El avance económico y social en el mundo, marca un paso paralelo a la capacidad desarrollada por las comunidades para transportar eficientemente alimentos e insumos. El crecimiento generado por la revolución industrial en los albores del siglo XIX, se vio detenido hasta cuando los ferrocarriles aparecieron en 1830, para dar el impulso final a la expansión de las actividades productivas a gran escala, como lo requería la creciente población y lo exigía el progreso.
Antes de aparecer el “caballo de hierro”, la producción industrial, minera y agropecuaria estaba limitada por la capacidad de los sistemas de transporte. El bienestar de la población, reservado a la privilegiada aristocracia, única clase social que podía desplazarse en coches halados por caballerías; la masa del pueblo nacía, vivía y moría en un reducido entorno. Los ferrocarriles posibilitaron el desarrollo económico y ampliaron el horizonte del hombre.
El nacimiento del tren en Inglaterra colocó a disposición del mundo una nueva tecnología encargada de llevar los pueblos hacia el progreso; pero no todos los países estuvieron preparados para adaptarla.
Estados Unidos y otras naciones de Europa Occidental de inmediato se dieron a la tarea de construir carrileras y mejorar los diseños de las locomotoras, los rieles y la organización de las empresas transportadoras. Rusia, Japón, Canadá, Brasil y Argentina, pocos años después, siguieron la huella de la prosperidad modernizando sus transportes.
Un grupo de países, entre los cuales Colombia, dio palos de ciego en la tarea de edificar líneas férreas a finales del siglo XIX. La cifra más reveladora sobre el atraso, muestra que, en 1880, sin contar con el ferrocarril de Panamá, tenía sólo 51 kilómetros de ferrovías, separados en varios tramos con anchos de trocha diferentes, cuando Estados Unidos ya contaba con 160 mil kilómetros de carrileras que le daban a su economía un impulso inalcanzable.
Lenta y costosa, Colombia construyó una precaria red férrea que, en su mejor momento en 1960, alcanzó 3.450 kilómetros, en servicio movilizó 3,14 millones de toneladas de carga y 13 mil 400 pasajeros. Aquella fue limitada en su extensión, tardía e inadecuada. Muchas oportunidades a principios del Siglo XX, la centuria que vio expandido el comercio global, se perdieron a causa del aislamiento de nuestro país con el resto del mundo. Los productos agrícolas, mineros e industriales no alcanzaron los mercados inencerrada en las montañas, ajena a la ebullición que el progreso causaba en los centros comerciales y financieros del orbe.

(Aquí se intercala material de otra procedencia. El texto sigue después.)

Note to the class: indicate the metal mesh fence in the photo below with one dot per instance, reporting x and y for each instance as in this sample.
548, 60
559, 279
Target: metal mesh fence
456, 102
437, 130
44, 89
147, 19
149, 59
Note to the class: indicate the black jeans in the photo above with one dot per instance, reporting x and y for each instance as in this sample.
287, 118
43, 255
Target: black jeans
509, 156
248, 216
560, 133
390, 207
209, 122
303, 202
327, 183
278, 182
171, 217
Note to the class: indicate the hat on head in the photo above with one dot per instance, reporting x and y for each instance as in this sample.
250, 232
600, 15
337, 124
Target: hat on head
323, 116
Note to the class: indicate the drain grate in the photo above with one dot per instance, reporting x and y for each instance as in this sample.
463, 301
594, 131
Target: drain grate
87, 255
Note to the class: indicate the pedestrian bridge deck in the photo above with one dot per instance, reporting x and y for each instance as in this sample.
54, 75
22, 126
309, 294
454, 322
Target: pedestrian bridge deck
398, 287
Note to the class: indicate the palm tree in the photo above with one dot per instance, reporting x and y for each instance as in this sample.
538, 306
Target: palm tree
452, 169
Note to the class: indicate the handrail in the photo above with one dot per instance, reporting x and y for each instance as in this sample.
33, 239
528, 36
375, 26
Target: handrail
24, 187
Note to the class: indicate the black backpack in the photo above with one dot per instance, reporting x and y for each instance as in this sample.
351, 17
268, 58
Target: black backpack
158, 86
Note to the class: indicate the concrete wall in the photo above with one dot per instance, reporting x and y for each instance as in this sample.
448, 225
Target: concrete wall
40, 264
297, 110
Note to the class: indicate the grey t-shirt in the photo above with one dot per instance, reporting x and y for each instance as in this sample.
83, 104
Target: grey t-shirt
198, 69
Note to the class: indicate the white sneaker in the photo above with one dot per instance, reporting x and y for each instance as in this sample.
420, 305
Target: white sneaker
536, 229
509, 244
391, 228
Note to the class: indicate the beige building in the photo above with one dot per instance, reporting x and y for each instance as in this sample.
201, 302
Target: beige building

Cuando por fin el país tuvo una extensión de carrileras de alguna consideración, se percató que sus especificaciones no eran apropiadas para competir con otros sistemas de transporte. La selección de las características de los trenes, decisión tomada en el Siglo XIX, ignoró las condiciones topográficas del arrugado mapa colombiano e inmensas limitaciones presupuestales de los gobiernos, más comprometidos en los ajetreos bélicos y políticos que en el desarrollo material de la nación. Así, los trenes de vapor, de trocha angosta y de pendientes pronunciadas, que prestaron un indudable servicio en los primeros años a la incipiente economía decimonónica, terminaron siendo “trenecitos” de baja capacidad y grandes limitaciones de velocidad, incompetentes con el transporte automotor por primitivo que éste fuera, en los años previos a la mitad del Siglo XX.
En la tercera década de ese lapso, gracias al respiro presupuestal que significó la indemnización americana por el despojo de Panamá y se dio el gran impulso a la construcción del sistema férreo, varios observadores nacionales y extranjeros llamaron la atención de las autoridades sobre la necesidad de adoptar la trocha ancha en las nuevas construcciones, ampliando paulatinamente las antiguas. En lugar de seguir este sensato consejo, que hubiese salvado los grandes esfuerzos realizados, se unificaron las carrileras a la menor trocha de 90 centímetros y condujeron a los ferrocarriles al inminente fracaso. Las limitaciones del diseño ferroviario constituyeron una tara que significó su temprana desaparición y la pérdida del enorme trabajo de construirlos.